Tim_Tyler comments on Sympathetic Minds - Less Wrong

25 Post author: Eliezer_Yudkowsky 19 January 2009 09:31AM

You are viewing a comment permalink. View the original post to see all comments and the full post content.

Comments (25)

Sort By: Old

You are viewing a single comment's thread.

Comment author: Tim_Tyler 20 January 2009 09:37:08PM 1 point [-]

The core of most of my disagreements with this article find their most concentrated expression in:

"Happiness" is an idiom of policy reinforcement learning, not expected utility maximization.

Under Omohundro's model of intelligent systems, these two approaches converge. As they do so, the reward signal of reinforcement learning and the concept of expected utility also converge. In other words, it is rather inappropriate to emphasize the differences between these two systems as though it was a fundamental one.
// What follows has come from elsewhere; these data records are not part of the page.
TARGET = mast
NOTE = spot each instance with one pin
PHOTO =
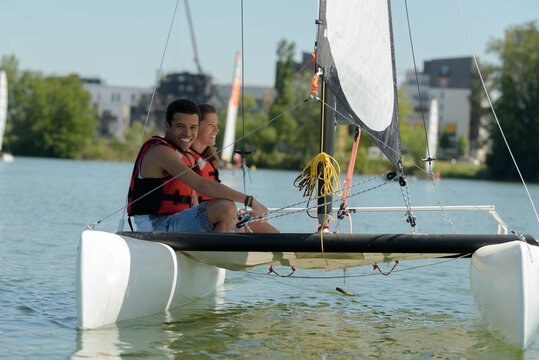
(230, 127)
(327, 145)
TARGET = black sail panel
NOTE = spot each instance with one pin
(355, 55)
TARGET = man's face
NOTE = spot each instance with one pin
(208, 130)
(182, 130)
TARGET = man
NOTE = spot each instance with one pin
(162, 184)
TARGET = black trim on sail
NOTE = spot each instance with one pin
(387, 140)
(333, 243)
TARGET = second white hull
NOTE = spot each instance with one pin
(505, 286)
(120, 278)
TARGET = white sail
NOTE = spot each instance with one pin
(230, 129)
(3, 105)
(432, 136)
(355, 56)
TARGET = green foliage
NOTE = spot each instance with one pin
(462, 144)
(517, 80)
(49, 116)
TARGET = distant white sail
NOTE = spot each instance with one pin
(230, 129)
(432, 134)
(3, 105)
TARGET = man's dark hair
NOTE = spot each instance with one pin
(183, 106)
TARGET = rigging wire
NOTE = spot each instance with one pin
(158, 76)
(242, 104)
(417, 79)
(493, 111)
(430, 157)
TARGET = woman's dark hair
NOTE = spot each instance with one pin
(183, 106)
(209, 152)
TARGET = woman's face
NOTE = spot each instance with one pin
(208, 130)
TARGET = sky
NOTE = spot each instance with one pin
(123, 42)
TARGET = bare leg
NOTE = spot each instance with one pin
(221, 212)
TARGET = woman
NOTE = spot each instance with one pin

There are differences - but they are rather superficial. For example, there is often a happiness "set point", for example - whereas that concept is typically more elusive for an expected utility maximizer. However, the analogies between the concepts are deep and fundamental: an agent maximising its happiness is doing something deeply and fundamentally similar to an agent maximising its expected utility. That becomes obvious if you substitute "happiness" for "expected utility".

In the case of real organisms, that substitution is doubly appropriate - because of evolution. The "happiness" function is not an arbitrarily chosen one - it is created in such a way that it converges closely on a function that favours behaviour resulting in increased expected ancestral representation. So, happiness gets an "expectation" of future events built into it automatically by the evolutionary process.